Book Review: Paper Towns, by John Green

paper_townsHave you ever met someone, maybe a person who is a huge influence on life, who you immediately had a first impression from them and you were also swept away when you found out that your first thoughts weren’t true? If so, then you’re on league with Quentin Jacobsen, a senior in high school who is in love with Margo Roth Spiegelman.

Quentin (nicknamed Q) is Margo’s neighbor, and has been her friend since they were young. Margo is like an enigma to him. She is the one who is adventurous, has run away four times, and once dressed up as a ninja in order to take Q on a wild adventure. Now, she has run away for a fifth time, and left clues to find her again. Only this time, Q finds out how different she is.

While this book is filled with comedy that anybody over the age of 13 would find funny, there are some scenes that some people might find inappropriate for people under the same age. For example, one time Q went out alone with Margo, who just happens to be the prettiest girl in high school, and when his friends found out about that, they made him write a term paper (30 pages min.), draw a realistic picture, make a sculpture, and write a poem describing the female anatomy. (pg 88) Additionally, some male anatomy parts are mentioned.

However, this book actually teaches an important lesson in the life of first impressions. Q has to learn that the adventurous girl that he thought he knew “was not a miracle…not an adventure…not a fine and precious thing.
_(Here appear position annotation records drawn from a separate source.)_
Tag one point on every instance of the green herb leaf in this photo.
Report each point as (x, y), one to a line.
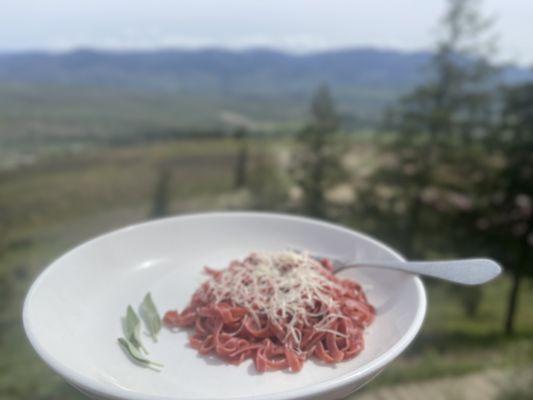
(131, 325)
(150, 316)
(135, 355)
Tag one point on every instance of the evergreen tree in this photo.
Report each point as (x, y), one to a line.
(504, 217)
(241, 163)
(318, 165)
(435, 126)
(161, 196)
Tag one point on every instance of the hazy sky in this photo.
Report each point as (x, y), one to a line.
(300, 25)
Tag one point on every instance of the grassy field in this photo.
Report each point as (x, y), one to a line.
(52, 204)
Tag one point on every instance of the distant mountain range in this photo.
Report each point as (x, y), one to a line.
(364, 80)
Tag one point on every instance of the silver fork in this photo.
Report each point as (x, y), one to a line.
(469, 271)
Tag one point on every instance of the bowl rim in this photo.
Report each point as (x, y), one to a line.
(86, 384)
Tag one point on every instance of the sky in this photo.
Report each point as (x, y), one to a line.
(293, 25)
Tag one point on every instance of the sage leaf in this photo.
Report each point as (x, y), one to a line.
(136, 356)
(150, 316)
(131, 325)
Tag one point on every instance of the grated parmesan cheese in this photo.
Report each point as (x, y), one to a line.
(283, 286)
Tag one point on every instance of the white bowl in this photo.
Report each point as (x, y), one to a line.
(73, 310)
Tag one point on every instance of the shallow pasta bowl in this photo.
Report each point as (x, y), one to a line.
(72, 312)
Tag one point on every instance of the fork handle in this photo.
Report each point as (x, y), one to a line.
(472, 271)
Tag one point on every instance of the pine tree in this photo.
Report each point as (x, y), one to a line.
(318, 165)
(435, 125)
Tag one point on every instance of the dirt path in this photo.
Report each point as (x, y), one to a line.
(487, 385)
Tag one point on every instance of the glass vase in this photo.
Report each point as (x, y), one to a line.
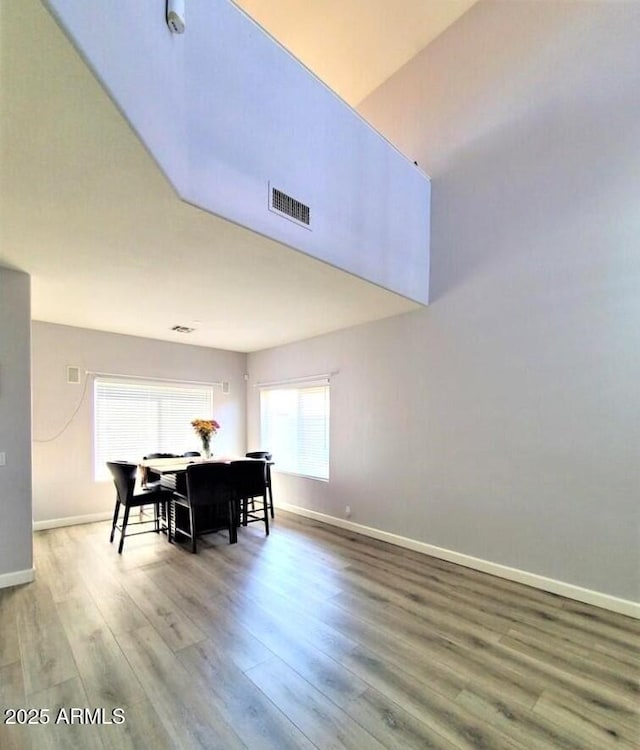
(206, 447)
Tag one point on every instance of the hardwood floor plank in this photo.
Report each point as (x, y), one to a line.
(174, 627)
(525, 727)
(615, 678)
(188, 713)
(327, 675)
(45, 653)
(63, 732)
(106, 675)
(12, 736)
(119, 610)
(321, 720)
(255, 718)
(9, 643)
(142, 729)
(208, 612)
(596, 724)
(311, 637)
(392, 726)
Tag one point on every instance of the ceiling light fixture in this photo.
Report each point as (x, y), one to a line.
(175, 16)
(183, 329)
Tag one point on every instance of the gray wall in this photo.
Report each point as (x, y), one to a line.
(63, 477)
(15, 422)
(503, 421)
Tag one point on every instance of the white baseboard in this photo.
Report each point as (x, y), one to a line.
(54, 523)
(597, 598)
(16, 578)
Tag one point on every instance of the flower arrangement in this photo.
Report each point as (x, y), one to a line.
(205, 428)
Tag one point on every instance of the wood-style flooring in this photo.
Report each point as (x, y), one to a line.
(310, 638)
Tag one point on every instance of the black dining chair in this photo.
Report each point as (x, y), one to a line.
(266, 456)
(210, 502)
(124, 477)
(152, 476)
(250, 481)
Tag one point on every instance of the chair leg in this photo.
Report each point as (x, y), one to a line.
(266, 513)
(270, 500)
(233, 528)
(125, 521)
(115, 520)
(193, 529)
(171, 514)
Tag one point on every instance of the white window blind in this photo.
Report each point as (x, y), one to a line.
(295, 428)
(134, 418)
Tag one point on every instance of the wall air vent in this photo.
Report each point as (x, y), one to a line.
(183, 329)
(293, 209)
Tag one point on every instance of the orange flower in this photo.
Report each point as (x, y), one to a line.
(205, 427)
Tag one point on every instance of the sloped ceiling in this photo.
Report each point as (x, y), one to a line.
(355, 45)
(85, 210)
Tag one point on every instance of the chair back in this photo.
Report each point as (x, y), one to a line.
(209, 484)
(153, 476)
(259, 454)
(124, 477)
(249, 477)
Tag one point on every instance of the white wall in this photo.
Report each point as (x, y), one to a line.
(63, 483)
(503, 421)
(15, 428)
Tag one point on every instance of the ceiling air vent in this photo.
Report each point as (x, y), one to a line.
(183, 329)
(285, 205)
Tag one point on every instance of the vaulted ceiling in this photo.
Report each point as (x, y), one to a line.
(85, 210)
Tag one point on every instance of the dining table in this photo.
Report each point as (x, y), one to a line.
(173, 477)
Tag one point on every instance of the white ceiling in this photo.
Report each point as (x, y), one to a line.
(355, 45)
(85, 210)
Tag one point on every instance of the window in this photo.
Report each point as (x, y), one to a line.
(132, 419)
(294, 423)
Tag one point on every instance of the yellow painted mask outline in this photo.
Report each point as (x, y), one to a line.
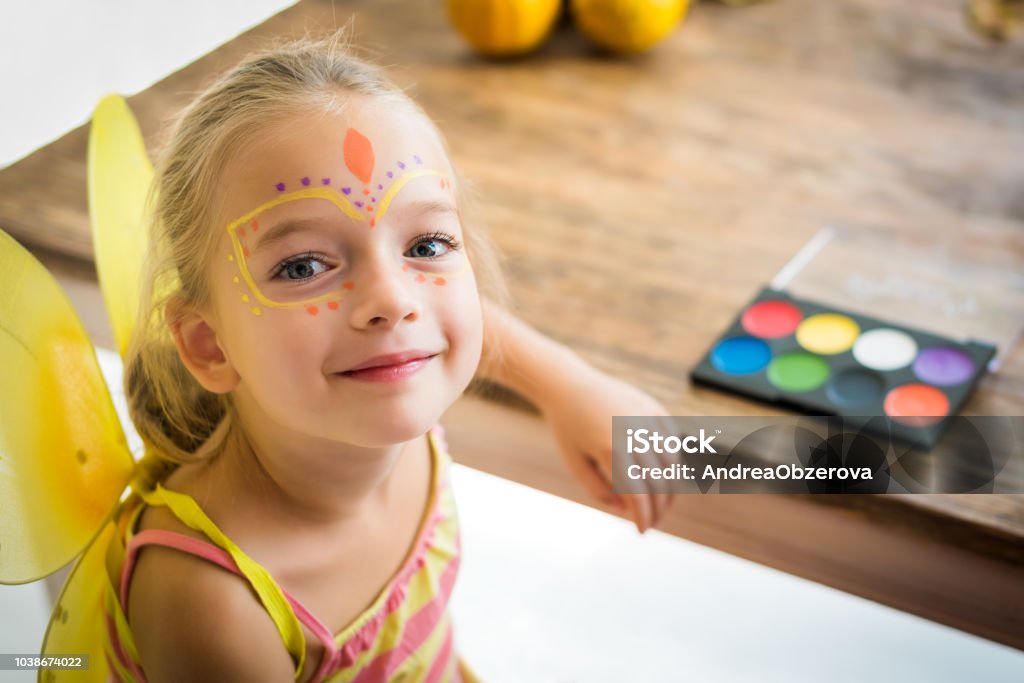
(342, 202)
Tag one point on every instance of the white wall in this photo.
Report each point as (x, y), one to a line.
(58, 57)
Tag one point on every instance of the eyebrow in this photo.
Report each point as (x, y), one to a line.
(281, 230)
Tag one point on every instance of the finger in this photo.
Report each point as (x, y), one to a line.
(640, 510)
(587, 473)
(656, 492)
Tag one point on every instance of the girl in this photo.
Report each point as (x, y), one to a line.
(311, 310)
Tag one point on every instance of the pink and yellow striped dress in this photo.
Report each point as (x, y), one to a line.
(404, 635)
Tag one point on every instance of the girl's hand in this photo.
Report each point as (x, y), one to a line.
(580, 408)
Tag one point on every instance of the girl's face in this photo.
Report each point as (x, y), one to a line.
(342, 295)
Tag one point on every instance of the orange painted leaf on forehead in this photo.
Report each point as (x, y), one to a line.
(358, 155)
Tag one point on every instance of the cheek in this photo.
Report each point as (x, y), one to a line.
(459, 303)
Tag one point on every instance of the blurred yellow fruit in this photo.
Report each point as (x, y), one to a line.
(628, 26)
(504, 28)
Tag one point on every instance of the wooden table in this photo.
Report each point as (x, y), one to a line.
(641, 202)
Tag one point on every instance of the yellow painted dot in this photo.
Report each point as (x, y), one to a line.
(827, 333)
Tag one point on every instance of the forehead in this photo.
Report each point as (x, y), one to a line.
(366, 146)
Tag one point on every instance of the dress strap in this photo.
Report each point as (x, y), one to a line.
(273, 599)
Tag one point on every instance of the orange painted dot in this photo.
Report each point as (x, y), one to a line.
(916, 404)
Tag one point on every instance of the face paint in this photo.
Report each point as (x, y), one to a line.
(357, 204)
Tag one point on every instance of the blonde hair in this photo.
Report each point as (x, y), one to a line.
(172, 412)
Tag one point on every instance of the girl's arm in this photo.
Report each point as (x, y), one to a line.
(193, 621)
(578, 399)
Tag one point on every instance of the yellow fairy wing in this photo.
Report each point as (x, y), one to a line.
(78, 621)
(119, 177)
(64, 458)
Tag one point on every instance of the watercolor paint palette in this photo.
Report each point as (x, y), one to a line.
(820, 359)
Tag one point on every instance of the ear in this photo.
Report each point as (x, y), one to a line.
(200, 349)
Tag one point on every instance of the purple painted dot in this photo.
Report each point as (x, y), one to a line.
(943, 366)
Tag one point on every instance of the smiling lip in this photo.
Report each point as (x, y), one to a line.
(390, 368)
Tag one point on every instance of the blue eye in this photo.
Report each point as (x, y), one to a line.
(433, 246)
(301, 267)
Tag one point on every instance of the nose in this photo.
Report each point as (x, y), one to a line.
(383, 295)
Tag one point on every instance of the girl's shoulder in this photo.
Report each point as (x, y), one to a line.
(182, 602)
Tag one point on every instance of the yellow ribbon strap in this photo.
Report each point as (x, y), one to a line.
(185, 508)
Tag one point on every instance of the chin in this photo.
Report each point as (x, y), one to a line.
(383, 428)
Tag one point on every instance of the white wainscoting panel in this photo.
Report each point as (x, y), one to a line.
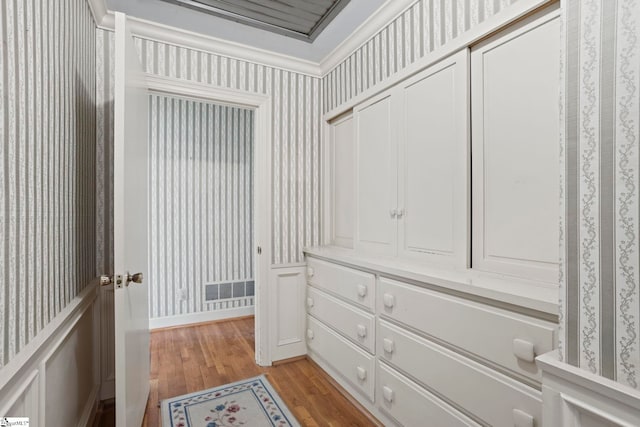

She was a girl.” (pg 199)
-Megan V., 8th grade

5 thoughts on “Book Review: Paper Towns, by John Green

    • “We call them ‘curse words’ and we don’t think about that; but what we’re saying here is that they’re magic. Because I think deep down we always knew that words are magic. And some words have more power than others … We can build worlds with words. We can tear worlds down. Language is the tool that all of this wonderful stuff I’m surrounded by is built on. It’s the one tool over any other that created humanity. And it’s just so [god-dang freaking] beautiful.”
      -Hank Green (John’s brother)
      I read this book a long time ago, and have thoroughly reread it at least a dozen times since. 🙂
      “Isn’t it also that on some fundamental level we find it difficult to understand that other people are human beings in the same way that we are? We idealize them as gods or dismiss them as animals.”
      I find it intriguing how mentally unstable and emotionally volatile the teenage female main characters/love interests are in most of his books. It makes me wonder if that is what he’s attracted too; I wonder what his wife is like.
      This was one of those books that, for me, forced me to disband from human society and all things concrete, thinking simply, EVERYTHING ELSE SHALL WAIT, CAN WAIT, WILL WAIT; NOTHING ELSE MATTERS; EVERYONE GO AWAY; JEEZ, JUST LET ME READ; UGH PEOPLE, QUIT TRYING TO ENGAGE ME IN CONVERSATION, JUST LET ME READ.
      Anyone else feel anything along these lines?? 😉

  1. I have had this book on my to-read list as well as my bookshelf…wondering how this will turn out. Thanks for the review!

  2. I recently read Paper Towns, and I loved it! The ending was excellent. It was a light read with a moving ending. Nice review!